Skandale im Fußball

Als Schiedsrichter hat man wirklich keinen leichten Job im Fußball. Egal wie man entscheidet, so wird es doch immer jemanden geben, der etwas zu meckern hat. Seit einigen Jahren gibt es daher nun nicht nur den Hauptschiedsrichter und die Linienrichter, sondern auch noch einen vierten Mann. Dennoch ist dieses Aufgebot noch lange nicht genug, denn noch immer werden Fehlentscheidungen getroffen. Der Weltfußballverband FIFA lehnt auch weiterhin alle technischen Hilfsmittel ab, wie beispielweise die Überprüfung der Aufzeichnung bei einer strittigen Entscheidung. Laut der FIFA würde das dem Spiel den menschlichen Faktor rauben und dem Schiedsrichter die Autorität entziehen. Aber Schiedsrichter sind auch nur Menschen und so können diese nicht alles sehen. Die folgenden Fälle zeigen dabei eindrucksvoll, was alles in einem Fußballspiel so daneben gehen kann.

Diego Maradonna, WM Viertelfinale 1986 England-Argentinien

Die berühmte Hand Gottes ist wohl jedem Fußballfan ein Begriff, auch wenn er die WM 1986 selbst nicht sehen konnte. So war Argentinien nach 1978 drauf und dran der zweiten WM Krone näher zu kommen und der junge Spielmacher Diego Maradonna hatte daran entscheidenden Anteil.

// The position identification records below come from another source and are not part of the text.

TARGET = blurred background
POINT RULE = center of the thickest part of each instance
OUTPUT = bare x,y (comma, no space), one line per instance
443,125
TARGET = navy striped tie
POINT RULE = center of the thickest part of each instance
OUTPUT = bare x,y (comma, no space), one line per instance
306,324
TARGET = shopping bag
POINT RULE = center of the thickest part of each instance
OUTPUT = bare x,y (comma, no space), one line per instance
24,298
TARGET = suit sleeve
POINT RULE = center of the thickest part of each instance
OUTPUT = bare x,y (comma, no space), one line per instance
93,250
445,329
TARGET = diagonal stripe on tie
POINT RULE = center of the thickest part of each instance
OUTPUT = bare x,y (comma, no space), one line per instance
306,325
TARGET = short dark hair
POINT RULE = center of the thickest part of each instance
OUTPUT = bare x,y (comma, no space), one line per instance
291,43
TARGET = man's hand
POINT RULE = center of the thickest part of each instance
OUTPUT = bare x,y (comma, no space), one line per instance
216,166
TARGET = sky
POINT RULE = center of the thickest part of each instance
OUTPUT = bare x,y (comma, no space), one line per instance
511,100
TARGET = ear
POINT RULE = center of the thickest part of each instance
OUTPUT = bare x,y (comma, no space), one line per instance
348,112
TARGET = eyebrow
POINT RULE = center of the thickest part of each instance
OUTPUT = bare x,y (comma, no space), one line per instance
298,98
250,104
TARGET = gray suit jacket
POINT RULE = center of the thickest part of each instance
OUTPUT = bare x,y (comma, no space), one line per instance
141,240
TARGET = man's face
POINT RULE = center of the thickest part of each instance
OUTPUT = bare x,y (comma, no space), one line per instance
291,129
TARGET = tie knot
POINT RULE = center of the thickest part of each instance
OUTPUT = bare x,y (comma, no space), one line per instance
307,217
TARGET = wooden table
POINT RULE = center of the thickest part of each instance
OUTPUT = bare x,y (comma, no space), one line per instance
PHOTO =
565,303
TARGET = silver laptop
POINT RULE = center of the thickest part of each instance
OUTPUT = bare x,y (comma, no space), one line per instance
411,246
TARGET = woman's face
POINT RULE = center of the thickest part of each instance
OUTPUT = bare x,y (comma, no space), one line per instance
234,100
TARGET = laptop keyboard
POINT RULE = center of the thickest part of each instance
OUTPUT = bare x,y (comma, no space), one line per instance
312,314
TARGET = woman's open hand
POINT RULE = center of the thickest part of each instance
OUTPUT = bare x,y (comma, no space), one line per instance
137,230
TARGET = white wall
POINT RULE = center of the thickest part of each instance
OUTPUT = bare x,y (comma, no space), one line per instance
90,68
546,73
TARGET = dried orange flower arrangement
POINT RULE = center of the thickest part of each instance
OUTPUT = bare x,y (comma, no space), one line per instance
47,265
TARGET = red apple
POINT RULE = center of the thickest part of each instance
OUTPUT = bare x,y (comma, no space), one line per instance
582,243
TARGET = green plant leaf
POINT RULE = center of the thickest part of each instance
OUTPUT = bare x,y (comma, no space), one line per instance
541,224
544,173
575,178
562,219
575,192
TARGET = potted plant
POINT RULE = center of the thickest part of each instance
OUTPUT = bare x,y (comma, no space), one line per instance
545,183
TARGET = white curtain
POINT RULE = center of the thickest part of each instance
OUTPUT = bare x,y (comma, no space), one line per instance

Als es ein hoher Ball in den Strafraum der Engländer schaffte, sprang Maradonna zusammen mit dem Torhüter hoch. Da er den Ball jedoch nicht erreichen konnte nahm er einfach die Hand zur Hilfe und der Ball flog ins Tor. Maradonna jubelte und die Engländer konnten es nicht fassen. Der Schiedsrichter wies jedoch zum Mittelpunkt und gab das Tor. Erst viele Jahre später gestand Maradonna bei einem Interview mit dem damaligen Spielmacher Gary Lineker ein, dass er natürlich die Hand genommen hatte. Er selbst war damals nur selbst so überrascht, dass die Schiedsrichter das Tor gegeben hat.

Thierry Henry, WM Relegation 2009 Frankreich-Irland

Ein weiteres Tor, welches mit der Hand erzielt wurde und auch gravierende Folgen hatte. Das Hinspiel in Dublin entschieden die Franzosen mit 1:0 für sich und waren im Vorteil, doch in Frankreich führten die tapferen Iren über einen langen Zeitraum mit 1:0. Bis in die Verlängerung ging der Kampf und sehr viele Fans erwarteten schon ein Elfmeterschießen. Doch was folgte, war ein weiterer Skandal für den Fußball. In einen Zweikampf im Strafraum der Iren verwickelt, „passte“ Henry den Ball einfach direkt in die Mitte, wo sein Mitspieler Gallas den Ball zum 1:1 ins Netz beförderte. Die Iren protestierten vehement, aber der Schiedsrichter hatte auch hier nichts gesehen und das Tor wurde gegeben. Am Ende fuhr Frankreich zur WM 2010 und nicht Irland.

FC Barcelona – FC Chelsea, Champions League 2009 Halbfinale

Es gibt sicher so viele Beispiele für seltsame Entscheidungen doch dieses Spiel zeigt wie undankbar der Job des Schiedsrichters sein kann. Das Hinspiel war ein 0:0 und nachdem Chelsea früh in Führung ging dachte jeder an der Stanford Bridge, dass die Englänger es auch in das Finale schaffen würde. Es folgten die furchtbarsten 90 Minuten für jeden Fußballfan. Insgesamt viermal wurden Chelsea Spieler offensichtlich im gegnerischen Strafraum gefault und viermal gab es keinen Elfmeter. Doch das wirklich schlimme war die Art der Entscheidungen des schwedischen Schiedsrichters. So pfiff er einen der Angriffe gegen einen Spieler von Chelsea klar im gegnerischen Strafraum, doch gab einen Freistoß außerhalb des 16 Meter Raumes. Die schiere Anzahl an klaren Entscheidungen heizte die Debatte um Videotechnik und die Rolle der Schiedsrichter ein weiteres Mal an. Am Ende erzielte Barcelona in der Nachspielzeit tatsächlich noch den 1:1 Ausgleich und Dank des Auswärtstors fuhren die Spanier ins Endspiel.